Dengan mengadopsi postur nuklir yang fleksibel dan agresif, Kim Jong Un telah meningkatkan risiko salah perhitungan dan konflik di semenanjung Korea. Setiap tindakan Korea Selatan atau AS yang dianggap mengancam atau menghina Korea Utara dapat memicu respons nuklir dari Pyongyang. Kim tampaknya percaya bahwa ia memiliki hak untuk menggunakan senjata nuklir kapan pun ia merasa perlu, sebuah prospek yang menakutkan bagi stabilitas regional dan keamanan global.
Strategi Eskalasi Korea Utara: Bagaimana Kim Jong Un Mencari Dominasi Regional
Korea Utara telah melakukan serangkaian uji coba peluncuran rudal berkemampuan nuklir pada tahun 2023, termasuk rudal balistik antarbenua (ICBM), rudal luncur hipersonik, dan pesawat tak berawak bawah air.
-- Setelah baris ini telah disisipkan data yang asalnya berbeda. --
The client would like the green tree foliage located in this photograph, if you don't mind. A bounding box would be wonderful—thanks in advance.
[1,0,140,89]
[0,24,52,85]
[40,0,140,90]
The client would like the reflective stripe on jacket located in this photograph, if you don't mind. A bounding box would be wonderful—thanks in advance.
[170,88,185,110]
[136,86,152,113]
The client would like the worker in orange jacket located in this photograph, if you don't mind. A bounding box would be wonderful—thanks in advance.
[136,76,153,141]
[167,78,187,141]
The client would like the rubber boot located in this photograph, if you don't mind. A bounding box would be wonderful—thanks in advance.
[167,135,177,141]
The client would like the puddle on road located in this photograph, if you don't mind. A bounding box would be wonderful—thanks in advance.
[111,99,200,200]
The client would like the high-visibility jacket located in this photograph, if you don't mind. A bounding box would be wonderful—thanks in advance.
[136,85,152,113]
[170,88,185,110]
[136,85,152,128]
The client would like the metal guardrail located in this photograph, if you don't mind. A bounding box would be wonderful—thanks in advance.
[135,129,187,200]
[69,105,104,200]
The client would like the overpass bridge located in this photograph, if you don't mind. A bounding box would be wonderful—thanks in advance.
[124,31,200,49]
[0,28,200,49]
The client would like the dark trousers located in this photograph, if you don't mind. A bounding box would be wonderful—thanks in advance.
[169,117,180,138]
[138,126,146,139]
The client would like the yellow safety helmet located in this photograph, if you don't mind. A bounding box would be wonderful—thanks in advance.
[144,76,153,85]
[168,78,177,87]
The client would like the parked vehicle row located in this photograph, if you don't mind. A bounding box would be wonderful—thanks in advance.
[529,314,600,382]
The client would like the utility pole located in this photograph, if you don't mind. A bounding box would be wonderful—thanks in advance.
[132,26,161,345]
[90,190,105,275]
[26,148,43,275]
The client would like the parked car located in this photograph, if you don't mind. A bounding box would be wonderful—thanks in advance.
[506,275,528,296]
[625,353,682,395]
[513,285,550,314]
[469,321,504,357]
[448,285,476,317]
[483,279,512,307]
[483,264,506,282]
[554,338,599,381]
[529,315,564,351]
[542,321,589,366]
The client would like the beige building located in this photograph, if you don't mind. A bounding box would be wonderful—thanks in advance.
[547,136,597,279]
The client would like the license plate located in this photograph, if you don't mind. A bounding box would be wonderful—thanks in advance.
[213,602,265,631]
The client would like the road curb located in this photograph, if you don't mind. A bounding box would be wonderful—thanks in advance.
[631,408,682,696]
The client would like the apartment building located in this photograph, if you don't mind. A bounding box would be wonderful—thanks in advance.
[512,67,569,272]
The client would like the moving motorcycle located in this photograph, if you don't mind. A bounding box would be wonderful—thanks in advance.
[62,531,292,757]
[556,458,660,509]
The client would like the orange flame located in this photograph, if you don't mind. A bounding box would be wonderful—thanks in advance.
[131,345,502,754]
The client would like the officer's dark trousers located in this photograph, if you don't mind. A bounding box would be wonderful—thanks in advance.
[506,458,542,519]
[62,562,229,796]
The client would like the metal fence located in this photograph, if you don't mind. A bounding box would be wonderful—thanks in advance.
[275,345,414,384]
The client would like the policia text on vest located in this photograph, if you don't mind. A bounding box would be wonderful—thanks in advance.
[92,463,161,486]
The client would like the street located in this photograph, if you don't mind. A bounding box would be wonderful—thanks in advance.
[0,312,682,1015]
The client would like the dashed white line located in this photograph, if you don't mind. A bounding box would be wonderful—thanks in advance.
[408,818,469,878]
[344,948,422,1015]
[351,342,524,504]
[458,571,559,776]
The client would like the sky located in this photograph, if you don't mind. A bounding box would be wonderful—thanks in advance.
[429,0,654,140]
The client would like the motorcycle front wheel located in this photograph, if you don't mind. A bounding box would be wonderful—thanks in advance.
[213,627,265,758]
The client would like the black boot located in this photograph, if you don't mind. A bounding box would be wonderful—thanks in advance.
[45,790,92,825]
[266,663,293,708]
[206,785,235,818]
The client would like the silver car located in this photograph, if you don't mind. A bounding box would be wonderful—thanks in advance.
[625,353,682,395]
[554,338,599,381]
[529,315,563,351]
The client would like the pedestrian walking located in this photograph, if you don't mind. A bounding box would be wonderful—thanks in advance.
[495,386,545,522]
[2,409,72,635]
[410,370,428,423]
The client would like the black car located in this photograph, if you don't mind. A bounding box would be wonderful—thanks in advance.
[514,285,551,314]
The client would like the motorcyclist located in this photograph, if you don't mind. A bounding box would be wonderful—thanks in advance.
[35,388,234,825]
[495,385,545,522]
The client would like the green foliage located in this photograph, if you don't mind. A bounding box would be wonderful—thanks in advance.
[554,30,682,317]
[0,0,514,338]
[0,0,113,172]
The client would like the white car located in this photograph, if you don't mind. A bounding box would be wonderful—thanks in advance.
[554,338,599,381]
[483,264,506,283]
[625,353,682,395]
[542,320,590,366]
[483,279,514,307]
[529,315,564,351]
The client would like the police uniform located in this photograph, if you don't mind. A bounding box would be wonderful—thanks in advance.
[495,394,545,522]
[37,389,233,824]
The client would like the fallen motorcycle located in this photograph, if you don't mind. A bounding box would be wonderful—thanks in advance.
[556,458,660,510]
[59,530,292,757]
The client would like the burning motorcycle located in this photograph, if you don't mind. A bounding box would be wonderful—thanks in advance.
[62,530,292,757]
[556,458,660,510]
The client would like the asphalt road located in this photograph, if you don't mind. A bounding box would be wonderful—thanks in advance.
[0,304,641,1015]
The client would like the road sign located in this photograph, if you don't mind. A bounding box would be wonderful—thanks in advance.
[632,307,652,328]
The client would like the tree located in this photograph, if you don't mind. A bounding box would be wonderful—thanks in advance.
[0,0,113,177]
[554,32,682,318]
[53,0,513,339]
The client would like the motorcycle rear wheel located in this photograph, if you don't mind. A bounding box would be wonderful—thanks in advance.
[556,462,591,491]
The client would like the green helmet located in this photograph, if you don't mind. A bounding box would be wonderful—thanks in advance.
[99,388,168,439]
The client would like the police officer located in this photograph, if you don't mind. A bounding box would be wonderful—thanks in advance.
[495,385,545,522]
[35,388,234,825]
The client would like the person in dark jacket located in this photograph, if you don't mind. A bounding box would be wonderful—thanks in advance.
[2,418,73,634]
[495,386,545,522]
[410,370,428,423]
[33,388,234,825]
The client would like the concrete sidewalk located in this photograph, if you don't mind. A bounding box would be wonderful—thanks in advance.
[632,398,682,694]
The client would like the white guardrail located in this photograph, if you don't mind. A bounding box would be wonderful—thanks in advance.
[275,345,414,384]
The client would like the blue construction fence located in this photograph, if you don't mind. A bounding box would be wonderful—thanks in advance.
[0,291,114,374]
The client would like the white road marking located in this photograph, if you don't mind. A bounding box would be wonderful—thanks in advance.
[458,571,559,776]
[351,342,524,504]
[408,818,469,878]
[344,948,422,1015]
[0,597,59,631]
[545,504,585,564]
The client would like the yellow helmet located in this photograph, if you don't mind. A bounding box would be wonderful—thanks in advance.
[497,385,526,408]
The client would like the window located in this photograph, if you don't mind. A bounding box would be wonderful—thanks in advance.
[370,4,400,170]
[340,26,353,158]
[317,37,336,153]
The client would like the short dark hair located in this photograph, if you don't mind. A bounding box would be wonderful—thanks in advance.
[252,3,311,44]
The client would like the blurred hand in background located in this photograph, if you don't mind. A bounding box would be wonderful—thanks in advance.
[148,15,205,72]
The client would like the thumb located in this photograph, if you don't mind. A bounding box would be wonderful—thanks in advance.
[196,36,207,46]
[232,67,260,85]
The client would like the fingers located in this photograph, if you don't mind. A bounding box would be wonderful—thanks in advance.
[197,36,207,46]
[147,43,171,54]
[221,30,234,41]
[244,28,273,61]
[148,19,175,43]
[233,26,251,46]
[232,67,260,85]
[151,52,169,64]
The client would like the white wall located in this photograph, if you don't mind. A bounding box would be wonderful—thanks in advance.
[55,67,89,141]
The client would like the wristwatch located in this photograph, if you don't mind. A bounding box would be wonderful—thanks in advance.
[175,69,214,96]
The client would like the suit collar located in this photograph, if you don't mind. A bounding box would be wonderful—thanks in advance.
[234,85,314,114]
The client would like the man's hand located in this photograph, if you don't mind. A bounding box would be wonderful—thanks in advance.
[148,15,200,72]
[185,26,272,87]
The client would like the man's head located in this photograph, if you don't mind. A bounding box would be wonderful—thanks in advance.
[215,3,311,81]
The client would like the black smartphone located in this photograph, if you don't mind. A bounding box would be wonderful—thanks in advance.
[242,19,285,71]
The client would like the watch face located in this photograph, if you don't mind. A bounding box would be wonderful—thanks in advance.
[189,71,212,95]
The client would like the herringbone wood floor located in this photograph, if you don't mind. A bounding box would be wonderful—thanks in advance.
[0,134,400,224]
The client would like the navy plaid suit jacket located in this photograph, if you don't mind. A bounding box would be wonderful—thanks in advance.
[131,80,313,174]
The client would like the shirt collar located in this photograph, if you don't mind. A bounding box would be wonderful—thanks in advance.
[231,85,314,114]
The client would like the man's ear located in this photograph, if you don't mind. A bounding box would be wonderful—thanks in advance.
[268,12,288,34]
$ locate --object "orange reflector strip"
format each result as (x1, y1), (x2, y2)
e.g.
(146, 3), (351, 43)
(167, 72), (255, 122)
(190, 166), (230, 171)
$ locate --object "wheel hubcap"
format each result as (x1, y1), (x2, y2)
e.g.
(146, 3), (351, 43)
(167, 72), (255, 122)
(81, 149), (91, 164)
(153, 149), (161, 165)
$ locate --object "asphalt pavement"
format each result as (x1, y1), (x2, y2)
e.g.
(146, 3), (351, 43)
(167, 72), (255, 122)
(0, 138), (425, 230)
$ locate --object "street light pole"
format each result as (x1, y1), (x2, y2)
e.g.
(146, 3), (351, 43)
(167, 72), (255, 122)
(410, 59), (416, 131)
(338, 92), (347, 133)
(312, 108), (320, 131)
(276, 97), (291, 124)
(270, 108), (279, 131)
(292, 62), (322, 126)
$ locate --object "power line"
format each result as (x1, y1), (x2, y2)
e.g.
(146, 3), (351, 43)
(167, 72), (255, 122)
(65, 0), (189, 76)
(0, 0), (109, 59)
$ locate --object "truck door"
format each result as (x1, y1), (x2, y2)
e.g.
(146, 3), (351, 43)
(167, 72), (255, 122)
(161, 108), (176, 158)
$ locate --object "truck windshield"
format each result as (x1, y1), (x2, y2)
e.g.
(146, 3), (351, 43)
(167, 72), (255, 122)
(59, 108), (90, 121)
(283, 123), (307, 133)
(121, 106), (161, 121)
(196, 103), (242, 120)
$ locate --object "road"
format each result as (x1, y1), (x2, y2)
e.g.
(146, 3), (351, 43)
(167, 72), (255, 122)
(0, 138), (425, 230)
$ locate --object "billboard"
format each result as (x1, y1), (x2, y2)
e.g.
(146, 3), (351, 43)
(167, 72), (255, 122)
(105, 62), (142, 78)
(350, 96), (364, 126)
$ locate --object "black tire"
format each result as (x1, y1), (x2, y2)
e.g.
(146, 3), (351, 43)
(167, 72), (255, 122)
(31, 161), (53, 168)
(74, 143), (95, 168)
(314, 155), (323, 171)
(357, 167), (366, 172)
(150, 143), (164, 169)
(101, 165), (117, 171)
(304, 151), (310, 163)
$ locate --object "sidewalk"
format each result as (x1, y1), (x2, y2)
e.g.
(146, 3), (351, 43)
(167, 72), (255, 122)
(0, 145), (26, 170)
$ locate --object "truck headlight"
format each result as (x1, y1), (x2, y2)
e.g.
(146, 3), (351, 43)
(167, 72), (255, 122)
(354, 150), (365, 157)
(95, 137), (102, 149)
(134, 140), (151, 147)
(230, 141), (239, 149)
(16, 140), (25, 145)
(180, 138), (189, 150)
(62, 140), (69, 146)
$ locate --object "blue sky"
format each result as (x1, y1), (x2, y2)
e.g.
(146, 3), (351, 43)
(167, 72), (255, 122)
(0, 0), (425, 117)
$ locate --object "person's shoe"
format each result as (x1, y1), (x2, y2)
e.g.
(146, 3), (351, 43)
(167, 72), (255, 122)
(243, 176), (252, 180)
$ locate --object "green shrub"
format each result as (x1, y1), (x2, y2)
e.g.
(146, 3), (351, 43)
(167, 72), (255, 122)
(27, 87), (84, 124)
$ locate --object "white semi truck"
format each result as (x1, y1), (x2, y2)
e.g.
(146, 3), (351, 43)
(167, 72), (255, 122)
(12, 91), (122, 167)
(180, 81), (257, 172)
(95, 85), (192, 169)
Uji coba ini, yang mengikuti pengumuman doktrin nuklir baru pada tahun 2022 dan bertepatan dengan eskalasi Putin di Ukraina, tampaknya menantang Amerika Serikat dan mengeksploitasi kesenjangan yang semakin dalam yang mengingatkan kita pada era Perang Dingin. Kim Jong Un membentuk kembali lanskap politik di kawasan ini dengan membentuk norma-norma yang tidak konvensional.
Mungkin sulit dipercaya bahwa Korea Utara, pemain yang relatif kecil dibandingkan dengan Amerika Serikat, Cina, Rusia, Jepang, dan Korea Selatan, telah mengakali rekan-rekannya yang lebih besar. Tetapi, selama tiga dekade terakhir diplomasi nuklir, Korea Utara-lah yang sebagian besar mendikte arah tindakan - mulai dari memulai pembicaraan, menetapkan agenda, menggeser prioritas, hingga memutuskan kapan harus keluar dari perundingan.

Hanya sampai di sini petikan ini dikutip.